[#23] THE DAY BEFORE

thedaybefore

this is all that i can say.

.

a special story for my 365 Personal Playlist

ft. Actor Lee Min Ki and Song Jae Rim

[this is a yaoi fanfiction, better watch the MV before you read this.]

__

Pagi yang mendung adalah sesuatu yang adiktif, atau setidaknya, begitulah yang dipikirkan Jaerim satu jam setelah ia mengemasi barang-barangnya; siap bertandang ke rumah Minki. Lantaran musim panas baru saja berlalu, pria itu bersyukur ingat untuk mengenakan pakaian tebal dan jaket kulit. Ia tak ingin mati kedinginan sementara sahabatnya—atau bisa dikata lebih dari itu—sedang menanti.

Selasar sempit yang membagi dua pertokoan bunga hari itu nampak lengang, satu atau dua pelanggan datang dan pergi membawa sebuket bunga lili putih dengan ribbon berwarna hitam.

 

Musim gugur adalah musim berkabung. Jaerim berpikir singkat, namun tak menaruh minat pada salah satunya. Toko-toko itu hanya akan berarti jika Jaerim sedang dilanda asmara. Di tangan kiri si pria Song tergenggam koper sewarna silver cerah, isinya tak lebih dari kamera DSLR, lensa, dan tri-pod. Meski harus Jaerim akui bukan hobinya menenteng koper kemana-mana, tetapi untuk hari ini saja, demi Minki, ia akan melakukannya.

 

Sudahkah aku mengambil keputusan yang tepat? Jaerim meragukan kata hatinya dengan berhenti sejenak di depan stan buah, pemilik stan itu nampak cemberut saat tahu Jaerim tak berniat membeli labu raksasa yang mereka bangga-banggakan.

 

“Nak, lebih baik kau minggir kalau tidak beli.” Usir penjaga toko yang merupakan wanita paruh baya.

 

“Kau ada anggur, Bi?” Merasa tak enak hati pada si wanita, Jaerim berniat membeli setundun anggur hijau.

 

“Bukan musimnya, sih. Tapi coba kulihat apa aku punya sesuatu. Ingin anggur apa?”

 

“Hijau, atau apapun yang kau punya.” Jaerim menutup sementara konversasi mereka, kemudian duduk di kursi tanpa sandaran yang kakinya sudah berkarat. Sejauh ini, yang dilihatnya hanya daun, daun, dan daun. Anak-anak terlalu malas untuk keluar—mereka hanya akan berakhir dengan tugas mengumpulkan daun maple—dan orang tua mereka sedang mengambil cuti kantor dengan menonton televisi sepanjang hari, membuat kostum Halloween, atau menyusun daftar menu untuk perayaan Hanukkah.

 

Jaerim tersenyum kecil. Mengingat Halloween berarti mengingat hari pertama ia bertemu Minki. Meski tidak tepat pada tanggal itu, Jaerim ingat benar kostum konyol apa yang dikenakan Minki demi memeriahkan acara kampus, pun  berujung memalukan dengan mendapat penghargaan kostum terburuk juara satu.

 

Merasakan tenggorokannya tercekat, Jaerim jadi muak dengan pertemuan-pertemuan mereka di masa lalu.

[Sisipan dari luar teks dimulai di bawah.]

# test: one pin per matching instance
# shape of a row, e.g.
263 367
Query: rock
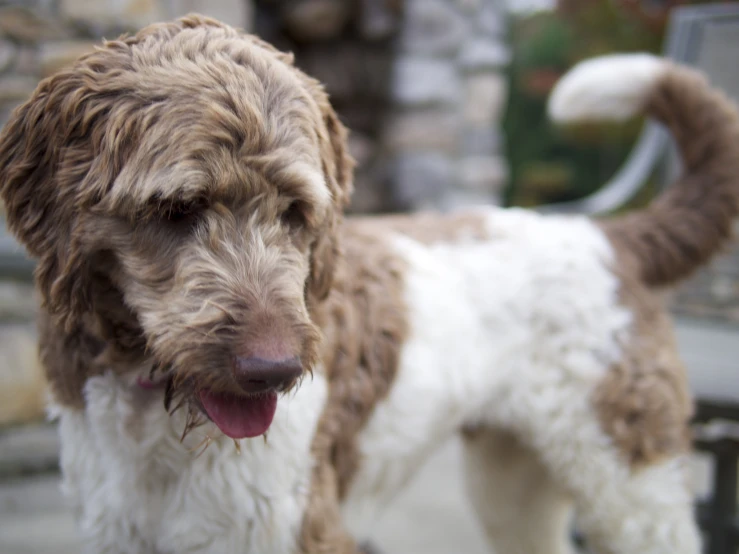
29 448
483 174
456 199
238 13
491 18
8 54
432 28
101 14
420 82
482 54
26 61
428 129
24 25
14 88
54 56
485 97
420 179
483 140
18 302
369 191
469 6
308 20
378 21
361 147
22 384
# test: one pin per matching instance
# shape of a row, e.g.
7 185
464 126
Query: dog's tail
689 223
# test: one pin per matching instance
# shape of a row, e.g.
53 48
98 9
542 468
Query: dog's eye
294 216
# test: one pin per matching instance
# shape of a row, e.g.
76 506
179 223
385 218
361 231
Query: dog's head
185 185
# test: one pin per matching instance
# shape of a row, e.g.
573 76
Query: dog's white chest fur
136 489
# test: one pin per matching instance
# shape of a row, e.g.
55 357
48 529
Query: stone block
484 54
26 61
482 173
456 199
378 21
309 20
418 130
16 88
24 25
54 56
22 384
485 98
8 54
101 14
18 302
432 28
491 18
28 449
422 82
420 179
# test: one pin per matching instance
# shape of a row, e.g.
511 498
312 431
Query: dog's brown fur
140 197
644 402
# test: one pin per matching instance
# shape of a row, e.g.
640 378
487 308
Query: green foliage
550 164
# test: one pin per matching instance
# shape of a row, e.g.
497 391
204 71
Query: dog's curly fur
183 191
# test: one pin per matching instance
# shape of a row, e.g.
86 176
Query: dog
236 368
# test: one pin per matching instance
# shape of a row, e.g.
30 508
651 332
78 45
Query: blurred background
446 103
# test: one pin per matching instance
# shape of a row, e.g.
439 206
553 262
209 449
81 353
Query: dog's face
194 177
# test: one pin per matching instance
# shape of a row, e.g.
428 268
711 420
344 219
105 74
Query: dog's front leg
323 530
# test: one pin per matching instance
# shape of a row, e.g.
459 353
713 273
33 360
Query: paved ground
430 517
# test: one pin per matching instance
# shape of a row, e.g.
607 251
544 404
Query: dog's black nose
258 375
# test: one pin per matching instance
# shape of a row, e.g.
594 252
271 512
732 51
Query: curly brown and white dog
182 191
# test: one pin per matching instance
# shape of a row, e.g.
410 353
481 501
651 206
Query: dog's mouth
239 416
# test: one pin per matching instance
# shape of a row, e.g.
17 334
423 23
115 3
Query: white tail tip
611 87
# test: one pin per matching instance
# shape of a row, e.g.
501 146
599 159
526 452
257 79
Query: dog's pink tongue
240 416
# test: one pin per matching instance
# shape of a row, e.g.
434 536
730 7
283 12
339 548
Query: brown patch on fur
687 225
431 228
364 324
644 402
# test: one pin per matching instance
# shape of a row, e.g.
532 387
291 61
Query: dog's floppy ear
338 167
47 154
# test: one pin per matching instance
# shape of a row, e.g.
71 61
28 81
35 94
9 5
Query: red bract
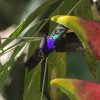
78 89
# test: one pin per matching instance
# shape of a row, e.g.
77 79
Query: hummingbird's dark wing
47 45
57 41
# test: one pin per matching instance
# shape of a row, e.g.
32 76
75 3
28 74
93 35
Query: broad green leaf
27 21
6 69
78 89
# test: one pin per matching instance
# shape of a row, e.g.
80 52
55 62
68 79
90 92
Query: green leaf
6 69
27 21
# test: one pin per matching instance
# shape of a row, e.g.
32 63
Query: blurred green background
12 12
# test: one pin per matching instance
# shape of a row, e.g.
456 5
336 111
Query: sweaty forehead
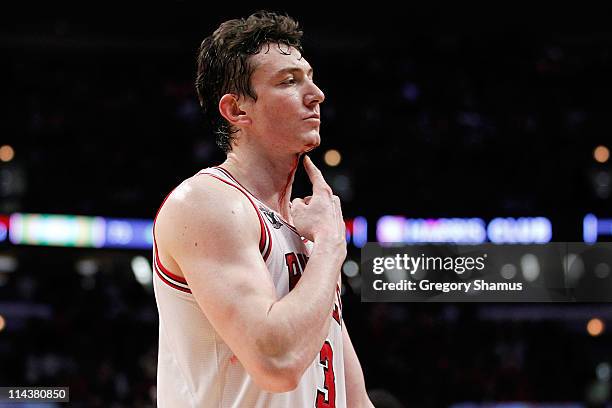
269 61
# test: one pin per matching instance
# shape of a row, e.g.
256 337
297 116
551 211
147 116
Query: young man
248 283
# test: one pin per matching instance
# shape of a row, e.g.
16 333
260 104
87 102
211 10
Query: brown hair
223 63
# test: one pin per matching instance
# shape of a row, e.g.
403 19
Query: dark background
437 111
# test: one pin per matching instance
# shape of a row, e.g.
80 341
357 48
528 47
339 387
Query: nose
314 95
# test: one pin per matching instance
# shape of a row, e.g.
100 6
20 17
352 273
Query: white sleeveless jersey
196 369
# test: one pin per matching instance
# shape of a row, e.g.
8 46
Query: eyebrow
292 69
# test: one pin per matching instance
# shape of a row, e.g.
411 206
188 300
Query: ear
231 108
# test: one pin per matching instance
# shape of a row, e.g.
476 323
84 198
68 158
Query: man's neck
267 177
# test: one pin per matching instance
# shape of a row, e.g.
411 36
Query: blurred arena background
437 121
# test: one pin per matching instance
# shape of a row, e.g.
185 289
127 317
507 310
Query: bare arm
212 233
356 395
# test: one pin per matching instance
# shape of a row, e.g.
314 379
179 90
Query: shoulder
203 206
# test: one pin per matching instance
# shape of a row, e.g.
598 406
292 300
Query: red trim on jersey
166 271
228 174
158 260
265 232
167 282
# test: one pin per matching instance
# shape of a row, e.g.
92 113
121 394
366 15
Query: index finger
314 174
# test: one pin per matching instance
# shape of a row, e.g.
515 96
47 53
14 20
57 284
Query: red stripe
270 240
167 282
265 233
161 266
228 174
167 272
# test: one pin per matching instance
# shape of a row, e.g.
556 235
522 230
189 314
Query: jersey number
326 358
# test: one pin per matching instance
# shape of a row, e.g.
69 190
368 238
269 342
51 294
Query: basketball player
247 283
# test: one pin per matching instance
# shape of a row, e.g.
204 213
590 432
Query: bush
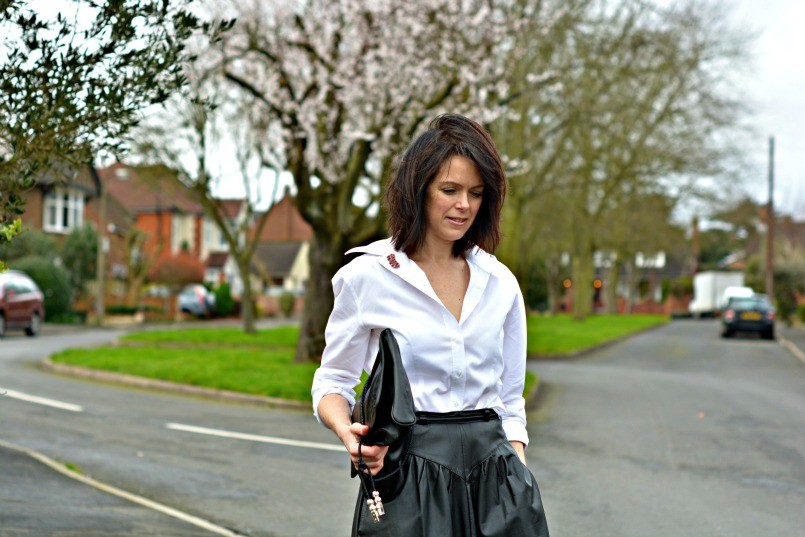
224 303
287 303
52 280
786 286
30 243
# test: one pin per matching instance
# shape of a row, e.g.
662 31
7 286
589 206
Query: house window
63 210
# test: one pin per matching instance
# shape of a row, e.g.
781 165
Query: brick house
160 206
281 257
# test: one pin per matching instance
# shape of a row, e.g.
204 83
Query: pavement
90 511
793 337
97 507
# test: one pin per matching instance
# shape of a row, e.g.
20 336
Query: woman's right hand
372 455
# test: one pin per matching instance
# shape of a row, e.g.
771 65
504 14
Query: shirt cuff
349 395
515 431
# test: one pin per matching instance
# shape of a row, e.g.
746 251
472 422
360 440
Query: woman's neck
436 252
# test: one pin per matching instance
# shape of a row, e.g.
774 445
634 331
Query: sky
776 87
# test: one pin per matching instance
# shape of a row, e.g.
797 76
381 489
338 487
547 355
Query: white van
734 291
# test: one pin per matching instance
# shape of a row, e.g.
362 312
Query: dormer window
63 210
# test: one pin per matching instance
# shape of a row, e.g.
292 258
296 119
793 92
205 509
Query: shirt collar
399 263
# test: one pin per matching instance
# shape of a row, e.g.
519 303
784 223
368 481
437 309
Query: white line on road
41 400
120 493
254 437
793 348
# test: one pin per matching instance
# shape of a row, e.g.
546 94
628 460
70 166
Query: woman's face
453 199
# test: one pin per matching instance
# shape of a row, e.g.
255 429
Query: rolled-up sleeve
513 378
346 342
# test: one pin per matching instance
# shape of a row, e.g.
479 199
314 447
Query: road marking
145 502
793 348
41 400
254 437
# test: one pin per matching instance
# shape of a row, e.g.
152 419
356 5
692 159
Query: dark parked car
748 314
197 300
21 303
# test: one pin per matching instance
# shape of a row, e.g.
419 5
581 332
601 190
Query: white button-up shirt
475 362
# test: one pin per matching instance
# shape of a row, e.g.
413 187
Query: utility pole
100 304
770 225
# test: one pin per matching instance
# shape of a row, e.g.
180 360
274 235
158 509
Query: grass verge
262 363
562 335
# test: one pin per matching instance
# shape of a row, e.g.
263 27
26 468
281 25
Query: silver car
197 300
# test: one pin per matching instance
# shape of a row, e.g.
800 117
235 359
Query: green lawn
282 336
560 334
267 372
262 363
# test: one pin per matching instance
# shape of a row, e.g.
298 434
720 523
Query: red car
21 303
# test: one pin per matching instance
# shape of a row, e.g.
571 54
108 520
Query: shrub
52 280
224 303
287 303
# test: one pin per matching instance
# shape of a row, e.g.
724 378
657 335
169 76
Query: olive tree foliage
641 106
70 90
336 90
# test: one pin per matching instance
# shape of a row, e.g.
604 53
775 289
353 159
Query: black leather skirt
454 475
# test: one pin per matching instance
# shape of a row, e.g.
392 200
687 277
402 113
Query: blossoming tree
339 87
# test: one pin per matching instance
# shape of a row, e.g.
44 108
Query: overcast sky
777 87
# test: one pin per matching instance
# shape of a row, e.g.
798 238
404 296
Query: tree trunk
582 284
629 286
247 300
611 289
552 281
325 258
583 275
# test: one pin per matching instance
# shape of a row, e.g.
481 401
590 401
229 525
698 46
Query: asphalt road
673 432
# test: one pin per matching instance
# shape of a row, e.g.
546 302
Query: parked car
22 304
197 300
748 314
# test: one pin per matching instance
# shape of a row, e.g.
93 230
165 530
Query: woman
459 319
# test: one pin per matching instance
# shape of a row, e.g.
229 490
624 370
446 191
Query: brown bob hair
448 135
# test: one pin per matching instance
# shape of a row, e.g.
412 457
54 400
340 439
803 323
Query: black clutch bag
387 407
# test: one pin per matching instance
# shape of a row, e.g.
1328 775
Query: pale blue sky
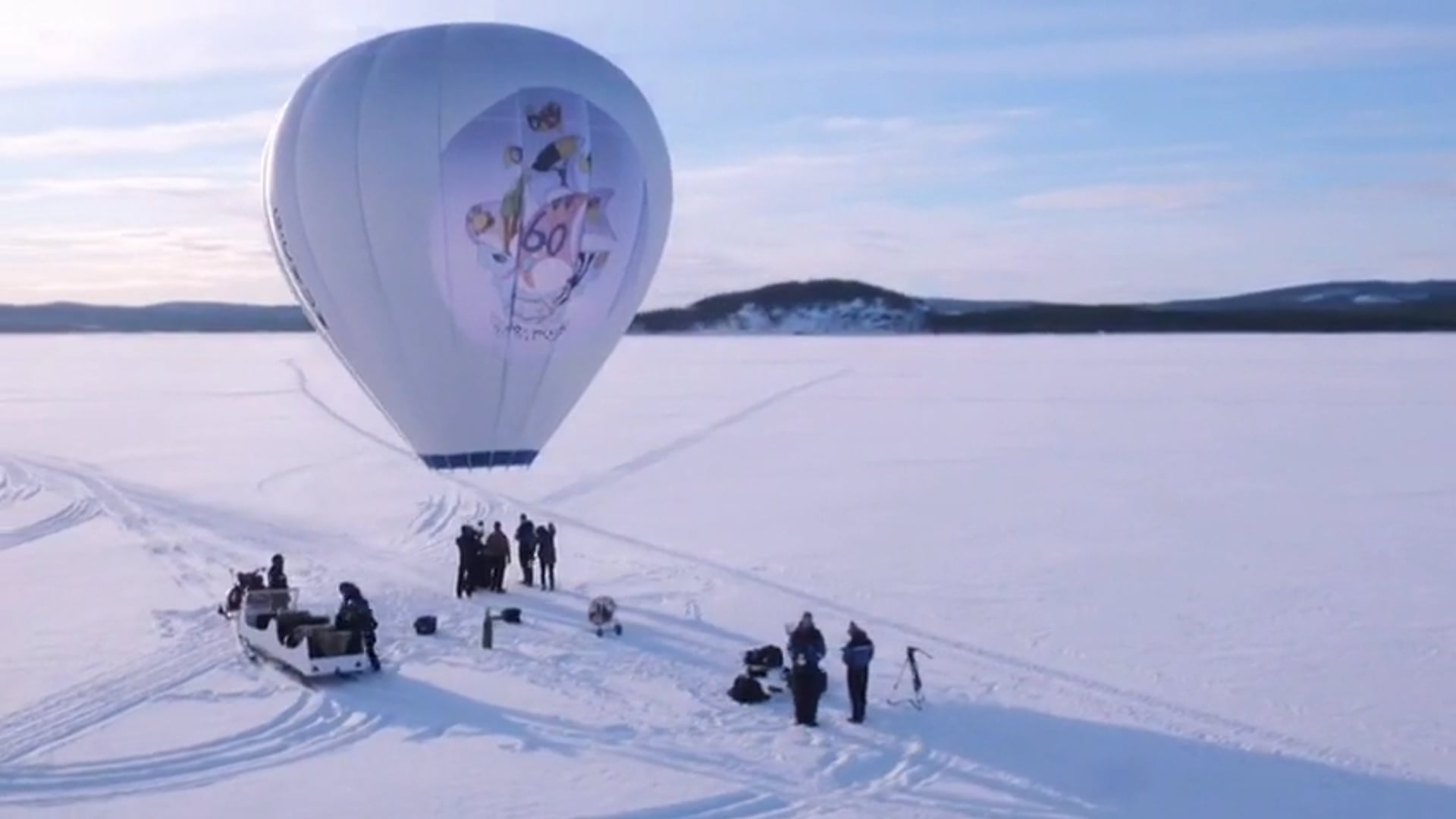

Perutnya melilit tanpa bisa dikendalikan. Pria itu tidak tahu mana yang lebih menyakitkan di antara dua opsi; membantu Minki melangsungkan rencana gilanya hari ini atau tak bertemu Minki sama sekali sepanjang hidupnya.

 

“Hei, Nak. Semuanya sepuluh ribu won, maaf hanya ini yang kumiliki.” Wanita itu menyodorkan sekantung plastik berisi buah yang dipesan Jaerim, lantas menunggu sembari berkacak pinggang sementara Jaerim dengan susah payah merogoh saku. “Uang pas saja ya.”

 

Meski Jaerim menyesal sudah tak enak hati pada wanita ini, ia tetap mengulurkan uang pas sesuai permintaannya. “Semoga tokomu padat pelanggan, Bi.”

 

“Tentu saja! Mereka akan datang cepat atau lambat, mungkin puk—“

 

Tak berniat mendengarkan celoteh nyaring itu, Jaerim lebih suka hengkang dari sana secepat mungkin, ia terus berjalan sampai ke rute terakhir menuju rumah galeri kepunyaan Lee Min Ki.

 

Rumah yang penuh inspirasi. Jaerim memuji dalam hati, dan ia akan terus memuji sampai tiba waktunya berhadapan langsung dengan sang pemilik rumah. Karena, demi apapun, pria itu adalah pria terkuat yang pada akhirnya tak kuasa menahan beban hidup yang pernah dikenal Jaerim. Sosok dengan hati seluas langit dan mata sedalam samudra; figur sahabat yang paling Jaerim kagumi setengah mati.

 

Rumah galeri itu nampak begitu anggun dengan guguran daun yang menghiasi pelatarannya, Jaerim mengambil langkah sedepa, kemudian berangsur-angsur mendekati pintu.

 

Tiga kali ketukan pertama dan respon langsung terdengar. “Masuklah, Jae.”

 

Jaerim menenangkan hatinya terlebih dahulu sebelum melewati daun pintu, ia tersenyum tipis melihat Minki berkutat dengan jurnalnya. Berbingkai-bingkai lukisan surealis menggantung megah di dinding putih, menimbulkan kesan bahwa rumah ini adalah kotak mimpi belaka.

 

“Aku bawa anggur hijau untukmu.” Jaerim melenggang ke konter setelah menyusun kameranya dengan benar. Ia mengambil piring keramik putih dan segelas kecil jus cranberries. “Apa yang kau tulis, hm?”

 

“Tidak tahu, kupikir ini semacam catatan random yang tak kumengerti isinya. Bahkan saat kau berkata bahwa akulah penulisnya, aku masih tidak mengerti mengapa aku menulis ini, tapi—“

 

‘Tapi?”

 

“Kupikir kau mau membacanya, eh?” Minki membalik jurnal tersebut dan meletakkan pensil di atasnya, kemudian mendorong benda itu hingga bisa dijangkau Jaerim.

 

Sepiring anggur hijau dan segelas jus di masing-masing tangan, kemudian Jaerim mulai memastikan kameranya benar-benar siap. “Kau yakin aku harus merekam ini?”

 

“Tidak pernah seragu kemarin.” Tutur Minki sembari mengisi ulang cangkir kopinya.

 

“Kalau begitu, dalam hitungan mundur dari angka tiga, kau sudah harus bicara.” Jaerim menarik napas, memberi aba-aba pada Minki menggunakan ketiga jarinya.

1

.

.

2

.

.

3

.

.

Dan rekaman itu dimulai.

 

“Hai, aku Lee Min Ki.” Salamnya terdengar begitu hangat, tulus, dan jauh dari kesan takut.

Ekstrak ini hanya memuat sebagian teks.